Friday, March 25, 2005


A bit more on Depleted Uranium and September 11:

  1. I have noted that the holes left in the Pentagon are exactly the size and shape and placement of holes left in buildings that have suffered hits from cruise missiles.

  2. The reason that Depleted Uranium is so popular with missile engineers is that it has a tremendous ability to penetrate its target. It goes through metal or concrete relatively easily because it actually burns its way through, rather than relying on having to force through using its momentum (it is a 'spontaneous pyrophoric material'). That explains why the holes are so small and neat. The Depleted Uranium burns itself out in the process, leaving no visible remains, but a cloud of toxic dust.

  3. One noticeable aspect of a hit by a Depleted Uranium missile is a white flash. Such a flash can be seen on stills of the Pentagon crash released from a supposed surveillance video.
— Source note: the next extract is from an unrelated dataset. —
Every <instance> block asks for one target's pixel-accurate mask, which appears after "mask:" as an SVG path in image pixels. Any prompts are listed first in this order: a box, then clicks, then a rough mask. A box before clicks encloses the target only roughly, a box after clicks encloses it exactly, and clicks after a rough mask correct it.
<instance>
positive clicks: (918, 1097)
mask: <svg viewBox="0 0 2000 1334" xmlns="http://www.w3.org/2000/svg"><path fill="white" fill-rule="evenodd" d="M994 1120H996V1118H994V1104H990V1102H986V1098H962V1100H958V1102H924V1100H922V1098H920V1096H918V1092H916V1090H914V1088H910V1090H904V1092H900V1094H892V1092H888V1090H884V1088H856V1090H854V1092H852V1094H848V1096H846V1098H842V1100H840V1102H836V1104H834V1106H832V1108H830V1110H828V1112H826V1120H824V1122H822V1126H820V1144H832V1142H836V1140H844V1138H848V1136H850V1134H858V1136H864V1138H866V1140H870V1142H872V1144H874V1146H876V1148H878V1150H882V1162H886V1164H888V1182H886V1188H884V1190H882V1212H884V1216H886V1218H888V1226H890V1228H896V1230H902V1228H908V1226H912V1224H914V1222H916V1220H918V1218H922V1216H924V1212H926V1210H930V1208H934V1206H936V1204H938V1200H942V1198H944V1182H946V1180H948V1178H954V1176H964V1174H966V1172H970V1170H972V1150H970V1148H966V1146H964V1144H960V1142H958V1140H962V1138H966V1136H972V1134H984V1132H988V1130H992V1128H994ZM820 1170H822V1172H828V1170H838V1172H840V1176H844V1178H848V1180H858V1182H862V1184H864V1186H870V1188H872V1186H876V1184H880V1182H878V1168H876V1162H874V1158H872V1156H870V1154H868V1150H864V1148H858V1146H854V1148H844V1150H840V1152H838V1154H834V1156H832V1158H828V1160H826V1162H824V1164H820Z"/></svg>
  4. One of the mysteries of September 11 is why supposed pilot Hani Hanjour, who had had trouble flying a Cessna two weeks before, decided to make an almost 270 degree turn around the Pentagon in order to hit it on the south-west wall. Not only did he greatly increase the difficulty of his flight, but he left himself unnecessarily open to some kind of anti-aircraft Pentagon defense. Since he was flying down the Potomac River anyway, why didn't he just fly directly into the north wall of the Pentagon (depicted on the right side of this picture or this picture, with a nice approach right over the Pentagon Athletic Center), which was literally directly in front of him as he came down the river?

  5. The missile that hit the Pentagon did not strike at a 90 degree angle, but came in more obliquely. If you draw a line from the Pentagon at the angle of the hit straight back into Virginia, you eventually cross the northern part of . . . Quantico U. S. Marine Corps Base, an excellent place from which to launch a trailer-mounted cruise missile (Fort Belvoir is also a possibility).

  6. An entrepreneurial law firm might want to set up some kind of survey to determine whether surviving Pentagon employees and rescue and clean-up workers suffer from an unusually high level of diseases associated with exposure to Depleted Uranium dust.

  7. I don't have much to say about the rather silly debunking effort of Popular Mechanics (Popular Mechanics? How low can you go? I guess the Weekly World News wouldn't print such drivel) except:

    • I've been over this before and won't repeat myself, but there is only one possible hole in the wall before it collapsed, something you can determine by lining up pictures of the vehicles in front of the Pentagon from various angles, and that hole is no more than twenty feet wide;

    • the wing could not possibly have touched the ground, as the ground is pristine; and

    • the fact that the Powers That Be find it necessary to attempt a debunking exercise, no matter how lame, means that they're getting nervous, and follows a pattern we've seen in all recent American conspiracies from JFK on down.

  8. Construction of the Pentagon began on September 11, 1941.

Don't think this issue is over. It's just getting started!